I am trying to fit the Doc2Vec method in a dataframe which the first column has the texts, and the second one the label (author). I have found this article https://towardsdatascience.com/multi-class-text-classification-with-doc2vec-logistic-regression-9da9947b43f4, which is really helpful. However, I am stuck at how to build a model
import tqdm
cores = multiprocessing.cpu_count()
model_dbow = Doc2Vec(dm=0, vector_size=300, negative=5, hs=0, min_count=2, sample=0, workers=cores)
model_dbow.build_vocab([x for x in tqdm(train_tagged.values)])
TypeError: 'module' object is not callable
Could you please help me how to overcome this issue?
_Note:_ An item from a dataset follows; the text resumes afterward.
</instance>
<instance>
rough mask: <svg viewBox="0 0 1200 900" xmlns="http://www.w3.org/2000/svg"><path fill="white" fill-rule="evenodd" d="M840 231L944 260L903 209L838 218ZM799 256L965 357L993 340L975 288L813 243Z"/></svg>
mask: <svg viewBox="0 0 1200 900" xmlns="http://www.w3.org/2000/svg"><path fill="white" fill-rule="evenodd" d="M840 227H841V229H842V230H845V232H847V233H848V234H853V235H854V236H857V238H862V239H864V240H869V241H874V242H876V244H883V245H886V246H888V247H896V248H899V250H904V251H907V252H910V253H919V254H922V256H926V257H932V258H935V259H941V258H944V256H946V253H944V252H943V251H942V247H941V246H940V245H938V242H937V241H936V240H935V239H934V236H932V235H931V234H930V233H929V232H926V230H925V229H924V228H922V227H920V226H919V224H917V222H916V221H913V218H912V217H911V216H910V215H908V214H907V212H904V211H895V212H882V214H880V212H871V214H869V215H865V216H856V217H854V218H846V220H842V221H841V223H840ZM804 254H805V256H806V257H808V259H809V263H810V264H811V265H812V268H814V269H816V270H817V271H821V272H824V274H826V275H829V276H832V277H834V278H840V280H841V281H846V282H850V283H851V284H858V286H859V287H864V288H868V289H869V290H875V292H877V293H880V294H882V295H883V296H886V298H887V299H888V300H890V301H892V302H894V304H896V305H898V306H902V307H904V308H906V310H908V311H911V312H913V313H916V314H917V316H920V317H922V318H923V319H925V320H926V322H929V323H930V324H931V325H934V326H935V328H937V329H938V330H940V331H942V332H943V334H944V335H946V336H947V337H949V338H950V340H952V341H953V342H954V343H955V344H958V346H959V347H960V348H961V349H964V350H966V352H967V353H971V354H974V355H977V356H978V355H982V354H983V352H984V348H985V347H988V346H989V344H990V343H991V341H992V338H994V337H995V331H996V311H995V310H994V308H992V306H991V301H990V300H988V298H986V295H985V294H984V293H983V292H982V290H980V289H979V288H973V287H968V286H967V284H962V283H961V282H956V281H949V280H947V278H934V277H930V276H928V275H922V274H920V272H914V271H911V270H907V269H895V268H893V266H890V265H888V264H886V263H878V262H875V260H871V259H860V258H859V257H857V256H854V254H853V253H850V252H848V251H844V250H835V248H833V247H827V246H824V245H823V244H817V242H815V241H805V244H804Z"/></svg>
Before that I have also this code
train, test = train_test_split(df, test_size=0.3, random_state=42)
import nltk
from nltk.corpus import stopwords
def tokenize_text(text):
tokens = []
for sent in nltk.sent_tokenize(text):
for word in nltk.word_tokenize(sent):
if len(word) < 2:
continue
tokens.append(word.lower())
return tokens
train_tagged = train.apply(
lambda r: TaggedDocument(words=tokenize_text(r['text']), tags=[r.author]), axis=1)
test_tagged = test.apply(
lambda r: TaggedDocument(words=tokenize_text(r['text']), tags=[r.author]), axis=1)
Edit: if I remove tqdm from the code is working, but I am not sure is this is accepted. tqdm as I know is a package for Python that enables you to instantly create progress bars and estimate TTC (Time To Completion) for your functions and loops, so I mean If I remove it, there is no problem with the output. Right?
Edit2: See also this question My Doc2Vec code, after many loops of training, isn't giving good results. What might be wrong? to improve the code of the tutorial. Thanks again @gojomo
You are importing tqdm
module and not the actual class.
replace import tqdm
with from tqdm import tqdm